On Tuesday, Amazon customers began receiving the first shipments of the next generation of its digital reading device, the Kindle 2. Amazon's new e-reader uses the same innovative e-Ink screen and wireless connection that made the first Kindle a modest hit in the world of digital bibliophiles.

But it also promised a higher-contrast screen, faster page turning, more battery life and storage and, most importantly, a sleek new design that erases the clunky-looking asymmetry of Amazon's first crack at the gadget. In adding these features, however, the Kindle 2 mimics the rounded corners and white simplicity of an Apple (nasdaq: AAPL - news - people ) device.

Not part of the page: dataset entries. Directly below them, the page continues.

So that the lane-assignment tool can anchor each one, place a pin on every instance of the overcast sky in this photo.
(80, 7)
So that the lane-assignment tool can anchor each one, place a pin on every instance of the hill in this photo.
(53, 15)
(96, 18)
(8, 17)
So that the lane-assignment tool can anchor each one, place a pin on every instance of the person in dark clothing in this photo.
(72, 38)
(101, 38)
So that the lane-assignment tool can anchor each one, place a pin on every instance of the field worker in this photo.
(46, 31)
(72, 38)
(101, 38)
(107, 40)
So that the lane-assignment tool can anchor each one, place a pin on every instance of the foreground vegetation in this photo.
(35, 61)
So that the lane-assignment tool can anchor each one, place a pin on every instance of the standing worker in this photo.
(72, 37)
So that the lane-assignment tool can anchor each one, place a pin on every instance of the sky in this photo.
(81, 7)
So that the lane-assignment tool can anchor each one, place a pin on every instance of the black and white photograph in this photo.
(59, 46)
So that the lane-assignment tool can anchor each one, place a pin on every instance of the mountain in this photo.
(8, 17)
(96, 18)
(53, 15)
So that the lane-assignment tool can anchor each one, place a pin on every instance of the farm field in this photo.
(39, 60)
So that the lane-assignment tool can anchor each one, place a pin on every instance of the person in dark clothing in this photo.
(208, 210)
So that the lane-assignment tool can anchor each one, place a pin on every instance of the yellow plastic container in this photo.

Still, the new Kindle is an impressively sleek piece of gadgetry. At just 0.36 inches thick, it's 25% thinner than the iPhone and a sheet of brushed aluminum replaces the last Kindle's rubber back panel. A "joystick"-like controller takes the place of the primitive two-way scroll wheel that powered the earlier Kindle's menus.

But after a few hours with Amazon's pretty new device, I found something surprising: For all its slender good looks, the new Kindle doesn't feel as natural for reading as its strangely shaped predecessor.

The first Kindle, now available only on eBay or other outlets where antique hardware languishes, is a sloping wedge that's wider on its left side, which allows readers to wrap their hands around the e-reader like a paperback with its cover folded back around the spine. Though bloggers, reviewers and, yes, even Forbes mocked the 1980s blockiness of the device when it was released in November 2007, Amazon chief executive Jeff Bezos claimed that the device was designed to "disappear." Once a reader became immersed in a book, the Kindle's look didn't matter so much as its ability to create a seamless reading experience. (See: "Let's Hope Kindle Is Only Chapter One")

With his second-generation device, Bezos seems to have forgotten the meaning of that mantra. The newer, thinner Kindle seems more interested in wowing customers with its iPod-like exterior than in comfortably filling the space between an index finger and a thumb. Its aluminum back panel is cold and slippery compared with the rubber grip on the back of the older version.

And while the new page-turning buttons--far smaller than those on the last model--are harder to press accidentally, they can require a split second longer to find with a thumb, momentarily interrupting the reading experience.